To: Dan B. who wrote (540796)2/16/2004 3:12:19 AM
From: DuckTapeSunroof  Read Replies (1) | Respond to of 769667
 
Promises, Promises

February 16, 2004
OP-ED COLUMNIST
By BOB HERBERT
nytimes.com

One of the main reasons for the decline in President Bush's credibility is the disconnect between the rosy economic scenarios his administration keeps touting and the much more dismal real-life experience of millions of American families.

Mr. Bush likes to say, "America's economy is strong and getting stronger." He recently boasted, "Since May 2003 we have seen the economy grow at its fastest pace in nearly 20 years." He predicted that prosperity would soon "reach every corner of America."

The president needs to get out more. He could visit the working men and women across the state of South Carolina who have watched the factories and the mills close and their jobs vanish like lights in a blackout. He could chat with the people lining up at soup kitchens and food pantries from Harlem to Oklahoma and beyond. He could take a tour of the Pacific Northwest or Silicon Valley, listening to families that have been devastated by the information technology bust and the outsourcing of high-tech jobs.

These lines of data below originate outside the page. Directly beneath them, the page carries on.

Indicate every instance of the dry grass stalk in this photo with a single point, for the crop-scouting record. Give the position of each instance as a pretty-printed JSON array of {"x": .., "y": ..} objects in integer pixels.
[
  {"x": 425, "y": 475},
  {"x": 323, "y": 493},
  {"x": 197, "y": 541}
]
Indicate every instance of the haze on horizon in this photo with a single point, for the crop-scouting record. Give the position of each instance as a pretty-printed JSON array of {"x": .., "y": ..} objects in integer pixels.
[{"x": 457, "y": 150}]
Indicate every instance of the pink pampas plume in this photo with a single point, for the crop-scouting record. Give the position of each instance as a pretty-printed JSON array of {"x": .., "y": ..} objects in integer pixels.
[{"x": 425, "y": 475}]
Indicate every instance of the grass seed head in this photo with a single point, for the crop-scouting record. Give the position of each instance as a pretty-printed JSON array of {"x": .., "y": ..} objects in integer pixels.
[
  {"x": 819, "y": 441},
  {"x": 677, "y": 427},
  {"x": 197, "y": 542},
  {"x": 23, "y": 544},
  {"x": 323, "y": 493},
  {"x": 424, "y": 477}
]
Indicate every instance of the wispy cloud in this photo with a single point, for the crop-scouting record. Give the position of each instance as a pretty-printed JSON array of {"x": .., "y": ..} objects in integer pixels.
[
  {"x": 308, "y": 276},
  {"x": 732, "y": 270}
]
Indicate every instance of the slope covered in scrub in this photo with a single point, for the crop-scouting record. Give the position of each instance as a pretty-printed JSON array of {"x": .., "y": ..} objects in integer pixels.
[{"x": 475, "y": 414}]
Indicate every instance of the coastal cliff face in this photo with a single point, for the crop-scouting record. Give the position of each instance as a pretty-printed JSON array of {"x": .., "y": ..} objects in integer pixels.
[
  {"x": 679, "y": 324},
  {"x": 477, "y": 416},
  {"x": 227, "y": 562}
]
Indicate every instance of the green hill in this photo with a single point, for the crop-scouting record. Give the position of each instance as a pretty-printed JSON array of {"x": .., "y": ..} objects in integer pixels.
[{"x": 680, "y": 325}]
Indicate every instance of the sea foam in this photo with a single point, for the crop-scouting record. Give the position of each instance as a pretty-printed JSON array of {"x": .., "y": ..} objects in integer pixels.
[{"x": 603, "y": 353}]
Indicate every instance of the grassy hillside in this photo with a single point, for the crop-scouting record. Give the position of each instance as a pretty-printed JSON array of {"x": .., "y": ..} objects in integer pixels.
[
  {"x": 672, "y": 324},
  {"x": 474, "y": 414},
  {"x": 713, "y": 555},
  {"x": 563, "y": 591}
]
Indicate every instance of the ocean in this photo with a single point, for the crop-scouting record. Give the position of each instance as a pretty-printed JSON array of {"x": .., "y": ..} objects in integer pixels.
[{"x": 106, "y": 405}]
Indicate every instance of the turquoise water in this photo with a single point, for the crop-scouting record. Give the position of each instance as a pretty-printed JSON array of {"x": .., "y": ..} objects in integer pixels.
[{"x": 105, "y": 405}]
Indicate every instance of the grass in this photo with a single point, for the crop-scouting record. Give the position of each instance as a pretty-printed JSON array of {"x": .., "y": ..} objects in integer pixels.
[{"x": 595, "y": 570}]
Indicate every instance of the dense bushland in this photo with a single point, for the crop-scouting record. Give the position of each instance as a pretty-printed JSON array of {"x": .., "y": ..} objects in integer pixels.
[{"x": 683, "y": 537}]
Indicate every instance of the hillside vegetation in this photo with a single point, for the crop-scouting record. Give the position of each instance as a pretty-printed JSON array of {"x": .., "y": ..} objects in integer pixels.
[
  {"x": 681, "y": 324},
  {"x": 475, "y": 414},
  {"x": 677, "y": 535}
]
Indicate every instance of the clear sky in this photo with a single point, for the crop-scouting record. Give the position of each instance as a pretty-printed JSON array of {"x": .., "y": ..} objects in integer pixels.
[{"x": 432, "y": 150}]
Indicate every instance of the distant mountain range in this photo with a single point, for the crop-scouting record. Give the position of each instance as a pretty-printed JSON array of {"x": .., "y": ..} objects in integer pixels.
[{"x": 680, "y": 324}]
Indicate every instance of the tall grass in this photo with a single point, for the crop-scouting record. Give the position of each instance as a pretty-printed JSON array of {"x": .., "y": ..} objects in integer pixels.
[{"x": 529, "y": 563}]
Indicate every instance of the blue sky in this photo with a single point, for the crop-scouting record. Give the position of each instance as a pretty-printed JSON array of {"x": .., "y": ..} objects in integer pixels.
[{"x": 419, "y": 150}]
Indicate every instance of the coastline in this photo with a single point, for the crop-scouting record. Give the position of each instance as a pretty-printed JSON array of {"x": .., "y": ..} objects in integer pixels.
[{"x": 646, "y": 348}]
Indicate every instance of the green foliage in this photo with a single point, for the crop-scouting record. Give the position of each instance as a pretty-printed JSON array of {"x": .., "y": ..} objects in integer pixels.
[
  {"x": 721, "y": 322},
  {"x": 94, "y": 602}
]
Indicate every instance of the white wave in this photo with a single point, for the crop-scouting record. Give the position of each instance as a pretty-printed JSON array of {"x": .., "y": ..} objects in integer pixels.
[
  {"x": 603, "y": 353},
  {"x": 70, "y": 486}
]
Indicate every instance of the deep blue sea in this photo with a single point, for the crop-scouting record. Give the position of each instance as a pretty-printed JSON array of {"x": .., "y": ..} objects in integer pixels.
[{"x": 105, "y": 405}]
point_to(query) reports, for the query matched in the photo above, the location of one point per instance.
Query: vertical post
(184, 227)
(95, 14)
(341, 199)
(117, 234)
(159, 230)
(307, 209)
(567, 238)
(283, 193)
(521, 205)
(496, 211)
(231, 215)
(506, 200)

When the labor secretary, Elaine Chao, was questioned on CNN about the disappointing jobs report for January (112,000 jobs were created when 150,000 had been anticipated), she said: "Well, the stock market is, after all, the final arbiter. And the stock market was very strong this morning in reaction to the news that we have just received."

She was outdone in tone-deafness just a few days later by N. Gregory Mankiw, chairman of the president's Council of Economic Advisers, who gave a thumbs up to outsourcing, including the outsourcing of skilled higher-wage jobs.

After an outcry from Republican politicians — including the speaker of the House, Dennis Hastert — who have been hearing from constituents filled with anxiety about employment, a chastened Mr. Mankiw beat a very public retreat. He said in a letter to Mr. Hastert that "my lack of clarity left the wrong impression that I praised the loss of U.S. jobs."

No amount of political mumbo jumbo can change the fact that the employment situation in the U.S. is grim, and the public is growing weary of the administration's repeated promises that boatloads of jobs are just around the corner. (Any boats with jobs on them are heading overseas.)

This recovery has been the weakest on record in terms of job growth. The Economic Policy Institute has found, counterintuitively, that upscale workers have been among those especially hard hit, particularly in the area of long-term unemployment.

"In all recessions, the least educated have suffered disproportionately," the institute said in a report. "However, the current recession and weak recovery are unique in the extent to which workers with substantial education are also economic victims."

The simple truth is that the Bush administration has been wrong, wrong, wrong in its job creation projections, and that pattern appears to be continuing.

A joint study released last week by the Economic Policy Institute and the Center on Budget and Policy Priorities found that "actual employment levels in recent years have fallen far below administration forecasts" and that "it is quite unlikely that the administration's [current] target will be reached."

Back when it was hyping its tax cut plan, the administration predicted that 5.5 million jobs would be created in the 18 months from July 2003 to the end of this year. The study noted that in the first seven months of that period, only 296,000 jobs have been created — just 5 percent of the administration's projection.

Working Americans are caught in a terrific squeeze. Jobs are not being created in substantial numbers. The slow pace of job growth has dampened wage growth. Millions of Americans are underemployed, working at jobs for which they are overqualified, or working part time because they can't find full-time work, and so forth. Benefits are being scaled back. And the shipment of upscale jobs overseas is expected to accelerate.

This is all happening in an expansion. What can we expect from the next recession?

The president is in serious political trouble in large part because he has not come up with any credible proposals for dealing with these issues, which go to the very heart of the American way of life.